Most relief devices (and that is waht the cap is) begin to weep at 90% of the setpoint. That means that you are likely to see some small amounts of coolant at 14 psig.

When towing hard in the hot temps, I can see how the coolant can get to 215 degrees F. This will get you pretty close to the 14 psig (the increased thermal expansion of the liquid).

All these things get considered in the design of the degas bottle (size, shape, etc.). Looks like some folks missed the calculations since Ford revised the maximum level mark in the degas bottle.

Also, there is no doubt that the pressure will keep the system further away from the boiling point. I would bet that 16 psig is a safe point for the ratings on the radiator, hose clamps, etc.

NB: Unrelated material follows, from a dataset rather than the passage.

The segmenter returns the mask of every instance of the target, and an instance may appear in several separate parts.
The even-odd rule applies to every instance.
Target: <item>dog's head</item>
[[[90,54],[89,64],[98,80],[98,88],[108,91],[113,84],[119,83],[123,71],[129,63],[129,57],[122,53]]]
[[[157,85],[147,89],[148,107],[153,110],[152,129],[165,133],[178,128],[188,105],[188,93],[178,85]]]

I would love to see the design data on the EGR cooler (heat transfer coefficients, skin temperatures, total required heat removal, etc). I think Nitrogen probably hit the nail on the head - some of the early problems were related to the EGR system operating at the wrong points.

Probably didn't even come close to answering your question .............
Mark,
Thanks for your response and I agree with what you said. I'm of the opinion (with no facts to back it up) that some amount of internal coolant pressure may have other benefits. For example I would like to see how much cavitation the water pump creates with and without internal coolant pressure and how does coolant with air (in solution or out of solution) plays a role in a EGR cooled system.

Either way my coolant cap is original so I'm thinking maybe I should just replace it just for the piece of mind factor, but then again I'm not convinced this a source of major problems.